Cuando estaba con los amigos de Volodia representaba entre ellos un papel humillante para mi amor propio, y a pesar de todo, me gustaba mucho estar en la habitación de Volodia cuando había alguien allí; en estos casos me sentaba y lo observaba todo sin despegar los labios. Los que más a menudo venían a buscarlo eran el ayudante Dubkof y el príncipe Nekliudof, estudiante. Dubkof era un moreno musculoso, con piernas un poco cortas, no muy joven pero sí hermoso y de carácter alegre. Era uno de esos hombres de corto entendimiento que gustan precisamente porque son así. Como no ven más que una fase de las cosas, se muestran siempre entusiastas, y sus juicios, aunque errados, son sinceros y simpáticos. Hasta su frío egoísmo resulta amable y consiguen hacérselo perdonar. Dubkof tenía a nuestros ojos un doble atractivo: aire militar y el continente y los modales juveniles que no sé por qué se confunden con cierta «distinción» a la que suele prestarse gran valor en la primavera de la vida.
En realidad, Dubkof era «un hombre distinguido» en el sentido corriente de la palabra. Una cosa me desagradaba en él, y era que Volodia, al verlo, parecía avergonzarse de tenerme por hermano. Lo que más le avergonzaba era mi juventud.
Nekliudof era feo; ciertamente un hombre no puede ser bello con dos ojillos grises, la frente deprimida y los brazos y las piernas demasiado largos. No poseía ninguna cualidad física apreciable fuera de la estatura, la tez y los dientes. Pero aunque era feo, sus ojillos penetrantes y expresivos, su sonrisa vivaz, a momentos severa, a momentos infantil, daban a su fisonomía, un carácter original y enérgico que a nadie pasaba inadvertido.
Debía de ser muy tímido, porque se ruborizaba con frecuencia, pero su timidez no se asemejaba a la mía. Cuanto más se sonrojaba, tanto más atrevida era la expresión de su rostro, y se habría dicho que se irritaba consigo mismo por razón de su propia debilidad.
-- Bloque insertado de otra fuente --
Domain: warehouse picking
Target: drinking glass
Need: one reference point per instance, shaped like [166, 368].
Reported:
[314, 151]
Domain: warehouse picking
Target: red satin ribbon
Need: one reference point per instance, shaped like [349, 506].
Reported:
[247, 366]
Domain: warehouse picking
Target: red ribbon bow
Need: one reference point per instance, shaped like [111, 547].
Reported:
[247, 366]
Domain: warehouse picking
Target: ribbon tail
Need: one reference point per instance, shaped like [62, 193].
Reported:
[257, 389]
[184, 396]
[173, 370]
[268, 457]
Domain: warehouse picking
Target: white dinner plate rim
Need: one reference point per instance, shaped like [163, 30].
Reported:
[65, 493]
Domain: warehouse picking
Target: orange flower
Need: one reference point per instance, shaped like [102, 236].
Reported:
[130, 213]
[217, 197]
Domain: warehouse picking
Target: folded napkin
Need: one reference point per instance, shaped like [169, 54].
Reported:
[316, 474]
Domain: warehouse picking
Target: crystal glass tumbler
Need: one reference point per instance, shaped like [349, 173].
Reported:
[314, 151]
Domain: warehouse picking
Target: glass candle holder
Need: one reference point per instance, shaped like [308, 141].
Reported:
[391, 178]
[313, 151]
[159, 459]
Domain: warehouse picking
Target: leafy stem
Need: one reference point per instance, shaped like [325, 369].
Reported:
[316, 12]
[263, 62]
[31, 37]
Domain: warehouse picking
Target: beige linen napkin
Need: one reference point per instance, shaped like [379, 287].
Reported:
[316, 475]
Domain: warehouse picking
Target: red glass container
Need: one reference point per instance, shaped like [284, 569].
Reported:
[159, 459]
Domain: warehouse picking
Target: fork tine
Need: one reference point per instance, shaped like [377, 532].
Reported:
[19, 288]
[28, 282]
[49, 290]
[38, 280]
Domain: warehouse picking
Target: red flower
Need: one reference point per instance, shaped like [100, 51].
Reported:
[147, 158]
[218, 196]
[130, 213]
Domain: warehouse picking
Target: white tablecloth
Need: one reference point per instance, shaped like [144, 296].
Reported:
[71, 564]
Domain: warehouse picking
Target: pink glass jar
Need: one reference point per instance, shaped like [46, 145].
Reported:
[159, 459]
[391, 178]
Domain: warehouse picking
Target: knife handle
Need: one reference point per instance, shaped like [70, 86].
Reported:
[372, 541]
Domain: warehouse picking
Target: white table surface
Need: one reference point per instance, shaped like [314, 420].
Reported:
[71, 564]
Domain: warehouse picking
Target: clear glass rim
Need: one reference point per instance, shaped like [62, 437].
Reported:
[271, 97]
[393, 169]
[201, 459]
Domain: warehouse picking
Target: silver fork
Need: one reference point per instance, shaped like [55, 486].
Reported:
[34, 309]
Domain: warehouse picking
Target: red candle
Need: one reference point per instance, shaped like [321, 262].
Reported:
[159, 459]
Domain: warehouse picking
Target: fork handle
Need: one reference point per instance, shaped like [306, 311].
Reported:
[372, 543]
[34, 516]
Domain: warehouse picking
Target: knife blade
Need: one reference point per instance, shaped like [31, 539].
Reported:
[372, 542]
Aunque aparentemente se entendía muy bien con Dubkof y Volodia, se adivinaba que sólo la casualidad podía haberlos impulsado a reunirse, ya que Volodia y Dubkof rechazaban, por decirlo así, todo lo que era seriedad y sensibilidad, mientras que Nekliudof se apasionaba y se obsesionaba a menudo, desafiando las burlas de los otros dos, en la filosofía y en las cuestiones que tenían que ver con los sentimientos.
Volodia y Dubkof hablaban con placer de sus amores (se enamoraban de varias mujeres a la vez y ambos de la misma), mientras que Nekliudof se incomodaba siempre que aludían a su simpatía por cierta rubia. Volodia y Dubkof se burlaban a menudo de individuos de su propia familia, y Nekliudof se enojaba y se salía de sus casillas cuando oía algo desagradable de su tía, por la que sentía una especie de veneración. Volodia y Dubkof se iban después de cenar a cualquier sitio adonde no los seguía Nekliudof, a quien llamaban «la jovencita rubia».
El príncipe Nekliudof me causó admiración desde el momento en que lo vi, tanto por lo que decía como por su aspecto exterior, pero aun cuando estábamos de acuerdo en muchos puntos, y quizá por esto precisamente, el sentimiento que me inspiró en nuestra primer encuentro distó mucho de ser de simpatía.
Me disgustaron su mirada penetrante, su voz firme, sus modales altaneros y, sobre todo, la completa indiferencia que me demostraba.
Durante la conversación sentí el ardiente deseo de llevarle la contraria, habría querido aniquilarlo para castigar su orgullo, hacerle ver que yo era también inteligente, aunque no mostraba interés por mí. Su timidez me contuvo.